Molte realtà di giornalismo partecipativo italiane, tra cui anche alcune di quelle presenti a Roma, che svolgono una attività di tipo giornalistico, non essendo costituite a “norma di legge” (registrazione al tribunale, direttore responsabile, etc…) sono in questo momento, per la legge italiana, assimilabili a dei criminali. Il reato contestabile è quello di “stampa clandestina”, per il quale è possibile andare in galera. E l’ 8 maggio dello scorso anno, per la prima volta nella storia, una condanna per questo reato è stata comminata ad un “giornale on-line”, “www.accadeinsicilia.net” e più precisamente al suo “editore” Carlo Ruta.

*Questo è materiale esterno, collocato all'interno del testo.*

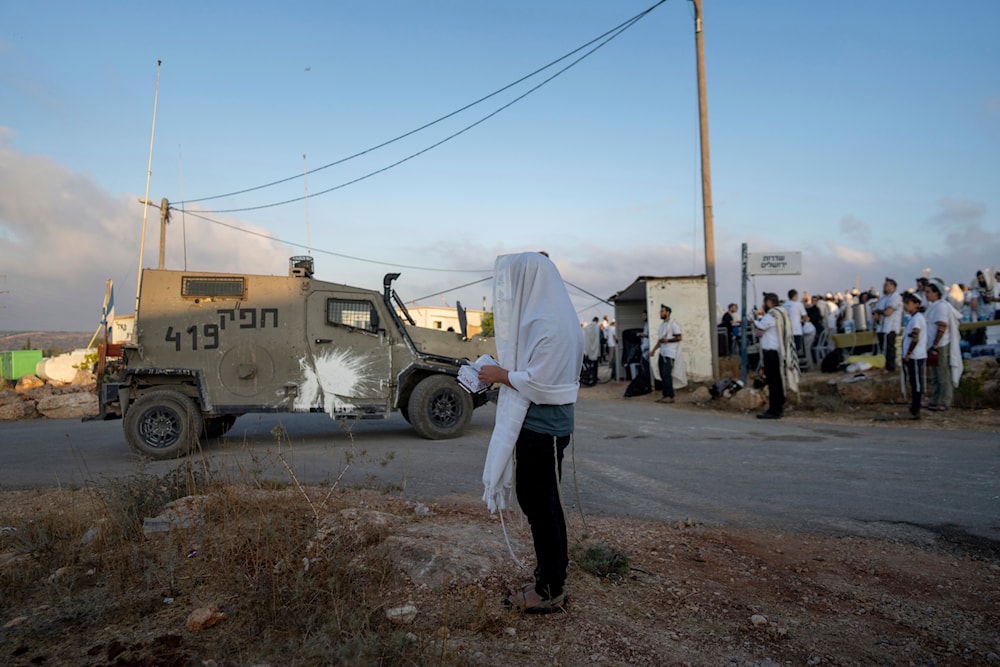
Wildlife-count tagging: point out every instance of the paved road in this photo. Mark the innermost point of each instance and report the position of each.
(632, 459)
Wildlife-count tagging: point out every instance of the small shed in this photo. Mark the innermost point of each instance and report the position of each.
(18, 363)
(687, 297)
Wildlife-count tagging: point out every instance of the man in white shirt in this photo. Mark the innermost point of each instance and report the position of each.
(771, 328)
(797, 314)
(888, 316)
(914, 350)
(667, 343)
(942, 341)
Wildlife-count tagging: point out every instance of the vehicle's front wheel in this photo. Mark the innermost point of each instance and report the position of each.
(163, 424)
(439, 408)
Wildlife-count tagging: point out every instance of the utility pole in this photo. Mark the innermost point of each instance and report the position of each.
(706, 186)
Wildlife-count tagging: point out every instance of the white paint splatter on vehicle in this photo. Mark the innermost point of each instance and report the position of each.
(331, 380)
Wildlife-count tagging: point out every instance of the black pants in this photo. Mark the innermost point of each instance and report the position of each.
(775, 387)
(666, 367)
(915, 374)
(887, 341)
(538, 470)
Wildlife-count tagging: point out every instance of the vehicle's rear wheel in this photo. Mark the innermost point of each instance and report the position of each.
(216, 427)
(163, 424)
(439, 408)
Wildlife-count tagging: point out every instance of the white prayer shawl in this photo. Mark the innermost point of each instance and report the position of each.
(592, 341)
(789, 359)
(954, 345)
(953, 335)
(540, 342)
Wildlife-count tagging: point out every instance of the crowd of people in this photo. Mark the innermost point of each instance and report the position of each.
(918, 327)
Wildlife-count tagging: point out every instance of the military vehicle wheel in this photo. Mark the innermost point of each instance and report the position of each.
(439, 408)
(163, 424)
(216, 427)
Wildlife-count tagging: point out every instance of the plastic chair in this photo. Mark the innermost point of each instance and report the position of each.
(822, 347)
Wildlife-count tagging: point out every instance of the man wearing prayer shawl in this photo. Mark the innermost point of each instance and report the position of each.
(540, 352)
(781, 366)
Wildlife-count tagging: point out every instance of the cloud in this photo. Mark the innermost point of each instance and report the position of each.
(853, 256)
(857, 230)
(64, 237)
(958, 212)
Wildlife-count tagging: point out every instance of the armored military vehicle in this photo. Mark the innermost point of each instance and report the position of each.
(209, 347)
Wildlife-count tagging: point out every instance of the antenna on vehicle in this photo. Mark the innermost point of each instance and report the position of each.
(149, 173)
(180, 160)
(305, 183)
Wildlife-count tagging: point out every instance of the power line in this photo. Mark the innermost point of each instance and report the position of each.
(614, 32)
(452, 289)
(330, 252)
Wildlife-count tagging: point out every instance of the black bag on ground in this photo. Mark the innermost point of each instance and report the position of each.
(640, 383)
(832, 361)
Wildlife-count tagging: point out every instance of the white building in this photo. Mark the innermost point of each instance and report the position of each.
(687, 297)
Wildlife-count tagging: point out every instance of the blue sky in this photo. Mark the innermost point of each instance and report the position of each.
(865, 135)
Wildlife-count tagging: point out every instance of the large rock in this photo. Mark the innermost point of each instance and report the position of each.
(17, 409)
(747, 398)
(28, 382)
(442, 555)
(69, 406)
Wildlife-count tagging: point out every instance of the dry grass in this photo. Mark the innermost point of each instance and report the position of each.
(296, 588)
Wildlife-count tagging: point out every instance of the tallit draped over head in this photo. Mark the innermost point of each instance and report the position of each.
(540, 343)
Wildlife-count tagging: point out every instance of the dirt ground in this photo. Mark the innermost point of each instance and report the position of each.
(694, 595)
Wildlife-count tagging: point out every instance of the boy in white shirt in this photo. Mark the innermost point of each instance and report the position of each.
(914, 350)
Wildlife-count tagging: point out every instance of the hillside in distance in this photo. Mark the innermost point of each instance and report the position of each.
(55, 342)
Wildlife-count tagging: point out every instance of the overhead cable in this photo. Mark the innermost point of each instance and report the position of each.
(330, 252)
(614, 32)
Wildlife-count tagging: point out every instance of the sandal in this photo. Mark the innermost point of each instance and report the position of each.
(528, 601)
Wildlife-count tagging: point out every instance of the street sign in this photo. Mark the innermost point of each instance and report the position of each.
(774, 263)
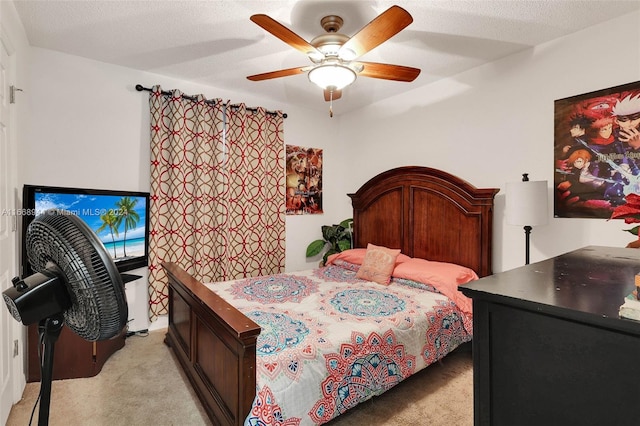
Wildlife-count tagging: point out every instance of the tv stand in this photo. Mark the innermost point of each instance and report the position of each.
(74, 357)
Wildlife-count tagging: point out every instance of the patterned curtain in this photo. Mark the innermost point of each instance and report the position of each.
(217, 191)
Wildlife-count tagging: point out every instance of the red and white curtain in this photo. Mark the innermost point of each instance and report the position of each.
(217, 191)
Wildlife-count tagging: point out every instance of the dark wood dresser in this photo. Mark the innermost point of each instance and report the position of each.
(549, 347)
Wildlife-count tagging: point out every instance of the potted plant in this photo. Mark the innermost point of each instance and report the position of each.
(336, 238)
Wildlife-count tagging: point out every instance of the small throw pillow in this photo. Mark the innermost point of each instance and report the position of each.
(378, 264)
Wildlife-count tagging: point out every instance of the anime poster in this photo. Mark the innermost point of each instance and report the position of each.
(597, 151)
(304, 180)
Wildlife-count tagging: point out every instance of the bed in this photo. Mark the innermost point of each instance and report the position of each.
(241, 375)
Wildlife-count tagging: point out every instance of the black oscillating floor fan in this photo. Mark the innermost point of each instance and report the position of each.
(76, 282)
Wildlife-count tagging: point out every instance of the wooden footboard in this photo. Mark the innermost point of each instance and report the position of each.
(216, 346)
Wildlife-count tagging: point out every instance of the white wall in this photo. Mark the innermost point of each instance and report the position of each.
(13, 380)
(493, 123)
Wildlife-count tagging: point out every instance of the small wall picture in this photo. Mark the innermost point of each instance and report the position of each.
(596, 151)
(304, 180)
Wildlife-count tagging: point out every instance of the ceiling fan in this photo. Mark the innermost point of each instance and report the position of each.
(333, 55)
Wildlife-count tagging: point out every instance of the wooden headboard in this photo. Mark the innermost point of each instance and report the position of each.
(426, 213)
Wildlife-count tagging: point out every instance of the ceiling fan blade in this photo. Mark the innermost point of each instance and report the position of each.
(277, 74)
(382, 28)
(387, 71)
(285, 34)
(337, 94)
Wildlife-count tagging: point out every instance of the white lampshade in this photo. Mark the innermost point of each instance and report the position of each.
(527, 203)
(334, 76)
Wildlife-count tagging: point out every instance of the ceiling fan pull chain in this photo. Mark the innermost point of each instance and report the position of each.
(331, 104)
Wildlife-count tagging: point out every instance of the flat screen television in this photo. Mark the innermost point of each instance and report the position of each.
(119, 218)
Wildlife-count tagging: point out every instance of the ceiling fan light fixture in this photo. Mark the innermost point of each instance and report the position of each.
(332, 76)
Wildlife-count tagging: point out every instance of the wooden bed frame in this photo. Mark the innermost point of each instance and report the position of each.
(426, 212)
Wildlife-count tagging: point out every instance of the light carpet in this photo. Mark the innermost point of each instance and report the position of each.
(142, 384)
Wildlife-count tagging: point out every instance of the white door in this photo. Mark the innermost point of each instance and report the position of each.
(8, 232)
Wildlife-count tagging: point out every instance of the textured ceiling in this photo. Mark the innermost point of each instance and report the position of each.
(215, 43)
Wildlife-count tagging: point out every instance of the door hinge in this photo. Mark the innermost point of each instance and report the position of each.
(12, 94)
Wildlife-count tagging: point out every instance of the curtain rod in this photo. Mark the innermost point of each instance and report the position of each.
(140, 88)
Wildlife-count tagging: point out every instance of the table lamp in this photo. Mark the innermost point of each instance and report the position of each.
(526, 205)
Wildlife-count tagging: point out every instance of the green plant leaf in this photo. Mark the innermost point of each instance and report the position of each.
(315, 248)
(344, 244)
(327, 254)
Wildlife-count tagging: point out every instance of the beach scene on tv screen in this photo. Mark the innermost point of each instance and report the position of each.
(119, 221)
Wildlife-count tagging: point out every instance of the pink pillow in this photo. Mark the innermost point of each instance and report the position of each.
(378, 264)
(446, 277)
(356, 256)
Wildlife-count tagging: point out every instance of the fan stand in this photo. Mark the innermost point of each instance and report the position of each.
(49, 330)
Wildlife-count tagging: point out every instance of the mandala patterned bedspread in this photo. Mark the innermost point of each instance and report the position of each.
(330, 340)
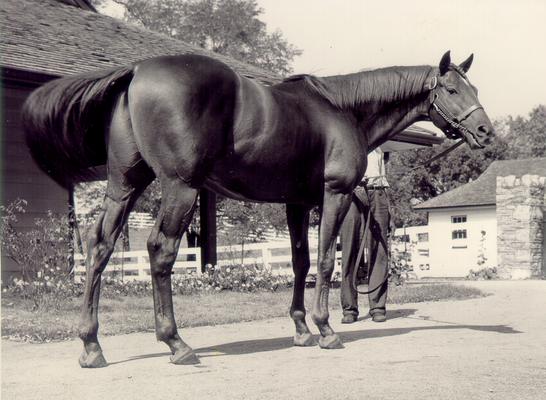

La vicenda di Carlo Ruta è controversa, si legge sulla rete che la denuncia nei suoi confronti sia giunta perchè egli aveva urtato suscettibili interessi “intoccabili” in Sicilia. Ma non è questo che interessa noi, come operatori di media partecipati e della libera informazione.
Quello che ci riguarda e su cui vorrei avviare una discussione è il fatto che l’ Italia è l’ unico paese al mondo dove l’ informazione è controllata da un ordine professionale. Che dovrebbe, a norma di legge, garantire la libertà di stampa, sorvegliando sugli abusi e le scorrettezze dell’ informazione. Detto in altri termini, un servizio di censura istituzionale.
Riconosciamo che la professionalità della gran parte dei giornalisti italiani è fuor di dubbio ed è un valore da garantire e salvaguardare; ma che da questo possa nascere un privilegio ed una casta, è un altro paio di maniche.
E Walter Cronkite, pioniere e tra i massimi esponenti del giornalismo mondiale proprio ieri passato a miglior vita, non era iscritto ad alcun ordine professionale.
Non è questa, e non vuole essere, una battaglia contro i giornalisti iscritti all’ ordine ma il desiderio di avviare un dialogo, partendo da questo luogo aperto, per ricercare una (o più) nuova formula per consentire a bloggers e giornalisti partecipativi di poter operare senza alcuna spada di Damocle sulla testa. Parliamone: voi che ne pensate?